All metrics improve when training for longer, we don't see signs of plateau on this experiment. Continual training might be a good option for this challenge.

Does LoRA achieve better generalization?

These experiments are for 40k steps, batch size 16.

experiment accuracy pass_32 vote_2 vote_1
full fine-tuning 12.25% 31.13% 22.85% 18.69%
LoRA 32 11.10% 30.25% 22.85% 19.07%
LoRA 128 12.73% 32.25% 22.47% 19.19%

There is no evidence that full fine-tuning generalizes better than LoRA. Moreover considering that so far using a pretrained LoRA for TTFT gives better results it is likely that training a LoRA will give better results

Conclusion

We have verified that training for longer improves generalization. No sign of plateau was observed after training for 80k steps. Thus it's likely that when training to do two tasks we could train further than 160k steps and still see improvements.

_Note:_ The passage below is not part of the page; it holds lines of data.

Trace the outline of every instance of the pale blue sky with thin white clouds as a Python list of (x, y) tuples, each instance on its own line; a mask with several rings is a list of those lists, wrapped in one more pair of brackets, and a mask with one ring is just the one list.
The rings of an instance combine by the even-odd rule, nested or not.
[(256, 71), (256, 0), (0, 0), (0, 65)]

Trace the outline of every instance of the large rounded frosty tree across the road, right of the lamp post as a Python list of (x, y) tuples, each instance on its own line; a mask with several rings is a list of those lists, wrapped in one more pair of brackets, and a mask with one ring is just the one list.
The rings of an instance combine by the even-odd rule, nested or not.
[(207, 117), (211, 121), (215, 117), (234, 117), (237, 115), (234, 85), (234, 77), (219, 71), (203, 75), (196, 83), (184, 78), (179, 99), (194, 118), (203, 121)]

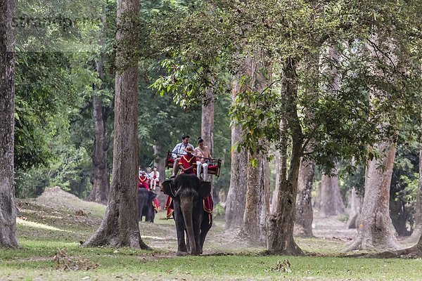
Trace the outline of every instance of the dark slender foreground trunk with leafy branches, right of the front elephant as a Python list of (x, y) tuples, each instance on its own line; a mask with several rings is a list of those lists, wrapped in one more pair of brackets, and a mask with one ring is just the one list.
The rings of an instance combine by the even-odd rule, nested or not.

So far there is no evidence that full fine-tuning is better than LoRA. I need to validate this on the leaderboard.

Next steps

  • Train new models for submission: full fine-tuning and also LoRA and compare the results on the LB

TODO

  • Determine the optimal training steps for a full model fine-tune
  • Do the same for different LoRAs
  • Does the optimal training steps double when also learning to predict input from inputs?
  • Do the results hold for the leaderboard? How to account for the extra training data?